Not only can you create custom markup languages, but you can extend them using XML as well. So, if someone creates a markup language based on XML, you can add the extensions you want easily. In fact, that's what's happening now with Extensible Hypertext Markup Language (XHTML), which I'll take a look at briefly in this chapter and in detail later in the book. Using XHTML, you can add your own elements to what a browser displays as normal HTML.
Self-Describing Data
The data in XML documents is self-describing. Take a look at this document:
Listing ch01_05.xml
<?xml version="1.0" encoding="UTF-8"?> <DOCUMENT> <GREETING> Hello From XML </GREETING> <MESSAGE> Welcome to the wild and woolly world of XML. </MESSAGE> </DOCUMENT>
Based solely on the names we've given to each XML element here, you can figure out what's going on. This document has a greeting and a message to impart. Even if you came back to this document years later, you could figure out what's going on. This means that XML documents are, to a large extent, self-documenting. (We'll also see in the next chapter that you can add explicit comments to XML files.)
Structured and Integrated Data
Another powerful aspect of XML is that it lets you specify not only data, but also the structure of that data and how various elements are integrated into other elements. This is important when you're dealing with complex and important data. For example, you could represent a long bank statement in HTML, but in XML, you can actually build in the semantic rules that specify the structure of the document so that the document can be checked to make sure it's set up correctly.
Take a look at this XML document:
Listing ch01_06.xml
<?xml version="1.0"?> <SCHOOL> <CLASS type="seminar"> <CLASS_TITLE>XML In The Real World</CLASS_TITLE> <CLASS_NUMBER>6.031</CLASS_NUMBER> <SUBJECT>XML</SUBJECT> <START_DATE>6/1/2002</START_DATE> <STUDENTS> <STUDENT status="attending"> <FIRST_NAME>Edward</FIRST_NAME> <LAST_NAME>Samson</LAST_NAME> </STUDENT> <STUDENT status="withdrawn"> <FIRST_NAME>Ernestine</FIRST_NAME> <LAST_NAME>Johnson</LAST_NAME> </STUDENT> </STUDENTS> </CLASS> </SCHOOL>
Here I've set up an XML seminar and added two students to it. As we'll see in Chapter 2, "Creating Well-Formed XML Documents" and Chapter 3, "Valid Documents: Creating Document Type Definitions," using XML, you can specify, for example, that each <STUDENT> element needs to enclose a <FIRST_NAME> and a <LAST_NAME> element, that the <START_DATE> element can't go in the <STUDENTS> element, and more.
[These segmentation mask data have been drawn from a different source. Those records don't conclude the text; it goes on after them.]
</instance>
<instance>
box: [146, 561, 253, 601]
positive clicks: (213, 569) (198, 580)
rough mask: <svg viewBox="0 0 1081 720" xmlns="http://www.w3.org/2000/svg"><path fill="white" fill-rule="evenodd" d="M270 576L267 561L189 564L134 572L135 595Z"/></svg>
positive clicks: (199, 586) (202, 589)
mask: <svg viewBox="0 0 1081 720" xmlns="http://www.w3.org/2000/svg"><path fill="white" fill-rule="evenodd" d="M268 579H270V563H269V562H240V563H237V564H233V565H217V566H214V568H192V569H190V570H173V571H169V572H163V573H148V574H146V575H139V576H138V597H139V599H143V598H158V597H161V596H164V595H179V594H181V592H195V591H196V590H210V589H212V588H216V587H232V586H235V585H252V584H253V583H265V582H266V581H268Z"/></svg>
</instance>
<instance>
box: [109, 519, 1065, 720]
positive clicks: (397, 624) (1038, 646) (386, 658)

In fact, this emphasis on the correctness of documents is strong in XML. In HTML, a Web author could (and frequently did) write sloppy HTML, knowing that the Web browser would take care of any syntax problems (some Web authors even exploited this intentionally to create special effects in some browsers). In fact, some people estimate that 50% or more of the code in modern browsers is there to take care of sloppy HTML in Web pages. For that kind of reason, the story is different in XML. In XML, browsers are supposed to check your document; if there's a problem, they are not supposed to proceed any further. They should let you know about the problem, but that's as far as they're supposed to go.
So how does an XML browser check your document? There are two main checks that XML browsers can make: checking that your document is well-formed and checking that it's valid. We'll see what these terms mean in more detail in the next chapter, and I'll look at them in overview here.